L. F.
L. F.

Reputation: 20629

Is libc++ providing hash specialization for too many basic_string_view's?

Per [string.view.synop]:

// ...

// [string.view.hash], hash support
template<class T> struct hash;
template<> struct hash<string_view>;
template<> struct hash<u16string_view>;
template<> struct hash<u32string_view>;
template<> struct hash<wstring_view>;

// ...

Only for the four "common" basic_string_views are specializations of hash enabled. The other basic_string_views have their hashes disabled.

Per [unord.hash]/2:

[...] For any type Key for which neither the library nor the user provides an explicit or partial specialization of the class template hash, hash<Key> is disabled.

Per [unord.hash]/4:

If H is a disabled specialization of hash, these values are false: is_­default_­constructible_­v<H>, is_­copy_­constructible_­v<H>, is_­move_­constructible_­v<H>, is_­copy_­assignable_­v<H>, and is_­move_­assignable_­v<H>. Disabled specializations of hash are not function object types. [ Note: This means that the specialization of hash exists, but any attempts to use it as a Hash will be ill-formed. — end note ]

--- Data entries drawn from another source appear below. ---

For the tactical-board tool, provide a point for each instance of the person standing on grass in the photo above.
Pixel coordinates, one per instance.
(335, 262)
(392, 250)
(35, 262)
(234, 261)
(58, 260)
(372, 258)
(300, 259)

Therefore, the following Minimal Reproducible Example should not compile because it attempts to default construct a disabled specialization of hash:

#include <string_view>

// trait is a char trait distinct from std::char_traits<char>
struct trait :std::char_traits<char> {
    using char_traits<char>::char_traits;
};

int main()
{
    [[maybe_unused]] std::hash<std::basic_string_view<char, trait>> x;
}

However, this compiles fine on Clang 8.0.0. Digging down the source of libc++, we see:

// [string.view.hash]
template<class _CharT, class _Traits>
struct _LIBCPP_TEMPLATE_VIS hash<basic_string_view<_CharT, _Traits> >
    : public unary_function<basic_string_view<_CharT, _Traits>, size_t>
{
    _LIBCPP_INLINE_VISIBILITY
    size_t operator()(const basic_string_view<_CharT, _Traits> __val) const _NOEXCEPT {
        return __do_string_hash(__val.data(), __val.data() + __val.size());
    }
};

So libc++ actually enables hash for all basic_string_views.

Therefore, I conclude that this is a bug in libc++. Is my analysis correct?

Upvotes: 1

Views: 291

Answers (1)

Marshall Clow
Marshall Clow

Reputation: 16690

You appear to be correct. Libc++ correctly disables your hash for std::basic_string, but not for std::basic_string_view.